Présenté comme le moteur de la transformation économique de la Guinée, le méga-projet minier de Simandou entre dans une phase aussi stratégique que délicate. Alors que les premières exportations de minerai de fer s’amorcent et que le projet est célébré par les autorités à l’approche de l’élection présidentielle du 28 décembre, une réalité moins visible s’impose sur le terrain : des milliers de travailleurs sont licenciés à travers le pays.
Cette vague de démobilisation, qualifiée de « classique » après la phase de construction, met néanmoins en lumière un choc social d’ampleur exceptionnelle. En 2024 et 2025, l’emploi lié à Simandou a culminé à plus de 60 000 postes. À terme, moins de 15 000 emplois seront nécessaires pour l’exploitation des mines, des ports et de la voie ferrée longue de 670 kilomètres. Un écart brutal qui interroge sur les retombées sociales réelles de ce projet présenté comme historique.
Dans l’industrie minière, la réduction des effectifs après la phase de construction est une pratique courante. À Simandou, toutefois, l’ampleur du projet rend la transition particulièrement sensible. Du côté de Rio Tinto, environ 5 000 travailleurs ont été progressivement libérés. Selon une source interne, ce chiffre reste inférieur de moitié aux projections initiales, conséquence d’une réévaluation des risques et d’un ajustement du calendrier de certaines infrastructures.
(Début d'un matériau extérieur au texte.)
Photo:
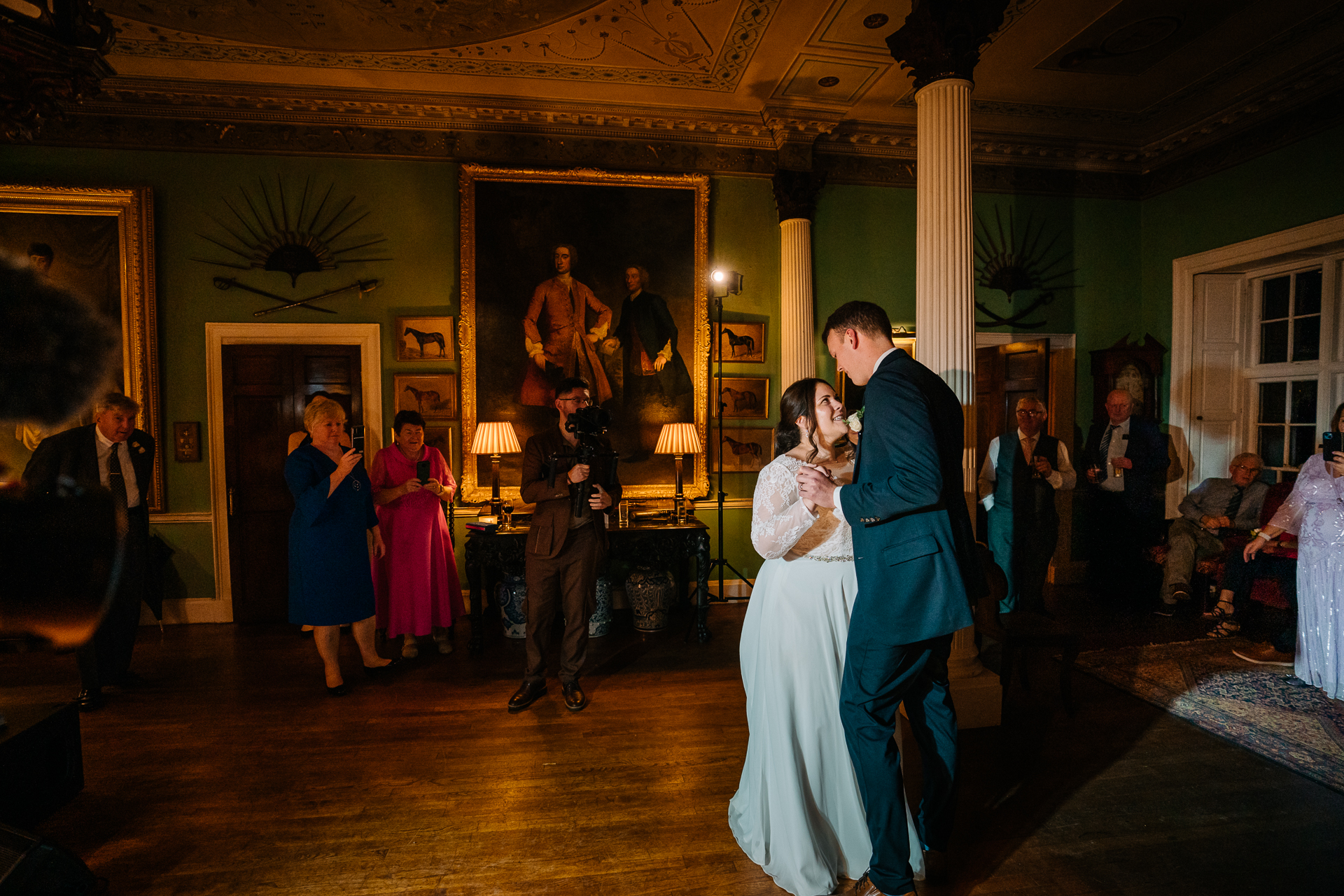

C’est notamment le cas du port minéralier de Morebayah, dans le sud-est de la Guinée maritime, où aucune démobilisation n’est prévue avant décembre 2026 pour les équipes de Rio Tinto. Cette décision serait également liée à un alignement stratégique avec le gouvernement, dans un contexte politique marqué par l’élection présidentielle du 28 décembre.
La situation est plus marquée du côté du Winning Consortium Simandou (WCS). Aucun chiffre officiel n’a été communiqué, mais sur le terrain, les licenciements se multiplient depuis le mois de juin. Les travaux relevant de la responsabilité du consortium — notamment une large portion du port minéralier et plusieurs segments de la voie ferrée — sont désormais achevés.
Le long de la ligne ferroviaire, près de 10 000 ouvriers, majoritairement basés dans la région de Faranah, ont terminé leurs contrats après la construction d’un tunnel de montagne et de plusieurs ponts. À Dantilia, 8 000 des 10 000 travailleurs ont été licenciés en trois mois, tandis que les 2 000 restants savent déjà que leurs postes seront supprimés prochainement. À Kamara, environ 1 500 emplois ont également disparu.
Officiellement lancé en novembre avec faste et déclaré jour férié, Simandou est présenté par les autorités comme le symbole du renouveau économique guinéen. Le projet doit produire jusqu’à 120 millions de tonnes de minerai de fer par an, soit près de 7 % de la demande mondiale.
Mais dans un pays où plus de la moitié de la population vit sous le seuil de pauvreté, l’impact social du projet reste contrasté. La transition rapide entre la phase de construction et celle d’exploitation nourrit des inquiétudes croissantes : risques d’accidents, tensions communautaires et possibles blocages ferroviaires, notamment dans les zones rurales où les populations dépendent fortement de l’élevage et des activités locales.
Pour répondre à ces enjeux, le gouvernement mise sur la stratégie « Simandou 2040 », un plan de transformation économique sur quinze ans estimé à 200 milliards de dollars. L’objectif affiché est de diversifier l’économie nationale à travers l’agriculture, l’éducation, les infrastructures et les services.
Toutefois, des observateurs avertissent que sans politiques inclusives fortes et durables, l’essor minier pourrait accentuer les inégalités, en particulier en milieu rural. Simandou apparaît ainsi comme un test décisif : celui de la capacité de la Guinée à transformer une richesse minière exceptionnelle en développement partagé.
À la croisée des ambitions nationales et des réalités sociales, le projet incarne toute l’ambivalence des grands projets extractifs en Afrique : promesse de prospérité d’un côté, défi de justice sociale et de durabilité de l’autre.